NEJM New Medical Malpractice Claims Study

One of the driving forces behind tort reform in malpractice, both in Maryland and around the nation, is that these claims are usually frivolous and result in undeserved compensation for patients and their medical malpractice lawyers.

This month, the New England Journal of Medicine addressed this issue in a study of 1,500 randomly selected malpractice cases. The neat thing about the study is that impartial doctors reviewed the experts’ opinions in the pending cases and then assessed whether each patient was injured and, if so, whether medical malpractice caused the patient’s injury. They allowed the independent experts to act as judge and jury.

(2019 Update: This Johns Hopkins tells us that malpractice is the third leading cause of death in the country.)

Doctors Seem Quicker to Find Malpractice Than Jurors

medical malpractice studyYou might expect the impartial reviews of doctors to be biased toward findings of no medical negligence.  You are probably right.  But even so, the study found that 63% of the injuries resulted from medical malpractice.  Jurors are easier on doctors than a panel of doctors would be.  The caveat — and it is big — is that those same doctors would not find liability in 63% of the cases if they were serving on a jury.  That is a very different context.
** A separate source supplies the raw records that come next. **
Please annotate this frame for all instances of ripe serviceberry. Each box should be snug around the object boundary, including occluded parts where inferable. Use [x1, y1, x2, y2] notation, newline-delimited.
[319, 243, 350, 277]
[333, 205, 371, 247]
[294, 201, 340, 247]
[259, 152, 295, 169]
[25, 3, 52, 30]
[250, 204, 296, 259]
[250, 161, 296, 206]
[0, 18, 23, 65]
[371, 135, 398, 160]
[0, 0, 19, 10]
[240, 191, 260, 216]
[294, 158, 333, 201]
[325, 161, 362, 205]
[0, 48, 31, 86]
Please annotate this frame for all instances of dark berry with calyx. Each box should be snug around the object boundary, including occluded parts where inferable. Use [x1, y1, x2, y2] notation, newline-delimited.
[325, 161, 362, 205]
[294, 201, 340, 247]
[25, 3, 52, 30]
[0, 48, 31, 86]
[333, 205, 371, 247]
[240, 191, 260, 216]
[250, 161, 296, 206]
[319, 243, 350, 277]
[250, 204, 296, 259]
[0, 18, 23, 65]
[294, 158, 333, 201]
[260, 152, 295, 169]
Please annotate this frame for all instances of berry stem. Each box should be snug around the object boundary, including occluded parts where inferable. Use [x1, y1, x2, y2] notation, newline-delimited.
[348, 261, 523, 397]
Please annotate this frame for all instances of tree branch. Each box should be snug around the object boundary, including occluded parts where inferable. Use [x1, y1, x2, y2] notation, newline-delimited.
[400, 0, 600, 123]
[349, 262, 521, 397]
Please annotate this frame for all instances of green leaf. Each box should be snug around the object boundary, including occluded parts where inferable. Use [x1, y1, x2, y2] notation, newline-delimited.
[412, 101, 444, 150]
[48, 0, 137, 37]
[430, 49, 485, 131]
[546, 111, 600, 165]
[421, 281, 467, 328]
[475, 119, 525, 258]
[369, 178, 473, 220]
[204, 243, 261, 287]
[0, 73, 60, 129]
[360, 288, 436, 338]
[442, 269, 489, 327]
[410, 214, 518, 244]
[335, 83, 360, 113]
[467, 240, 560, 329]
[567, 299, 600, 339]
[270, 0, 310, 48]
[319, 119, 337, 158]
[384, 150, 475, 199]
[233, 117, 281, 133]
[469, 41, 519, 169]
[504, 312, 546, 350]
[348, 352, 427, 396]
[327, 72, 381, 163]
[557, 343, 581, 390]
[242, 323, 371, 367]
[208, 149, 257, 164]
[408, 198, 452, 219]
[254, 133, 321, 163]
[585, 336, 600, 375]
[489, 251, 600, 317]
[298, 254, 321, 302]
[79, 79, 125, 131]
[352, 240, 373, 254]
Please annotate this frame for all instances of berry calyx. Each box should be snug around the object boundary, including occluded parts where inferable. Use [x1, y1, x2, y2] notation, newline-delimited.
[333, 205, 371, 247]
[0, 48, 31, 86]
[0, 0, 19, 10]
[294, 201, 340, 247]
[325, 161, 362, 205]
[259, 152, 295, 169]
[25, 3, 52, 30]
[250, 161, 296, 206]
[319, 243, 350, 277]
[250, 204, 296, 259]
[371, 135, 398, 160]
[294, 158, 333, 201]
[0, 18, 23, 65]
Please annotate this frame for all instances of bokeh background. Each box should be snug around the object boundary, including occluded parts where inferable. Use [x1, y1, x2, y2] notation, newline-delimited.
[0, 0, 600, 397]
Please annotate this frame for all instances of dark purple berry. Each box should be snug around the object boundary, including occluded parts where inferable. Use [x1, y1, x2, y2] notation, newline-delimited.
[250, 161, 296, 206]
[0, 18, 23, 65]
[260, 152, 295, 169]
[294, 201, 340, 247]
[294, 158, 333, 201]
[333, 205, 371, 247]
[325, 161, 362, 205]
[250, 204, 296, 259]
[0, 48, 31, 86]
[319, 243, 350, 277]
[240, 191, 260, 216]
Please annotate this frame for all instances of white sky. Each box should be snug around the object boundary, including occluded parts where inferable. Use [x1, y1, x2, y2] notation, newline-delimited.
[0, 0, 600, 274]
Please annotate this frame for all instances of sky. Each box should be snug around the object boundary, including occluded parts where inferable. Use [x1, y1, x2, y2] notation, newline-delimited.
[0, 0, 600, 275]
The study found the system usually works. Of valid medical malpractice claims, most received compensation. In contrast, where the impartial doctors found no medical malpractice, those patients rarely recovered. The study further found that healthy people successfully suing physicians for medical malpractice is uncommon and is far outnumbered by instances where medical malpractice goes unreported.

Evidence of Need for Malpractice Reform Lacking

This is another blow to the claim that we need medical malpractice reform in Maryland. After claiming a crisis of unprecedented proportions last year Medical Mutual, Maryland’s largest medical malpractice insurance carrier, announced that medical malpractice insurance rates would not rise in 2006, presumably because claims fell from $93 million in 2003 to $78.5 million in 2004.

I think most Maryland doctors have realized this and have focused their energies towards reform of their negotiating rights with health insurance companies as to the rates of compensation for medical services. Time Magazine wrote an interesting cover story on this last week.

Other Interesting Findings in This Malpractice Study

  1. Most malpractice claims result from medical malpractice. This is a dagger to the heart of the notion that medical malpractice lawyers manufacture most malpractice cases. In 63% of the cases where impartial doctors found an injury, either the courts or juries found it to result from medical malpractice. Perhaps even more significant in this battle for tort reform in Maryland and elsewhere, few of the claims where they found no medical malpractice were frivolous. The authors wrote that the claims where the impartial doctors found no medical malpractice did not square with the notion of opportunistic personal injury lawyers pursuing lawsuits that lacked merit. Rather, the authors stated their findings underscored “how difficult it may be for plaintiffs and their attorneys to discern what has happened before the initiation of a claim and the acquisition of knowledge that comes from the investigations, consultation with experts, and sharing of information that litigation triggers.” While they may have found no medical negligence, they can see how the personal injury lawyers and their victims thought there was negligence before they had conducted discovery.
  2.  85% of medical malpractice cases reviewed resulted in a settlement before trial.
  3. In 8% of medical malpractice cases that went to trial, the defendant doctors prevailed.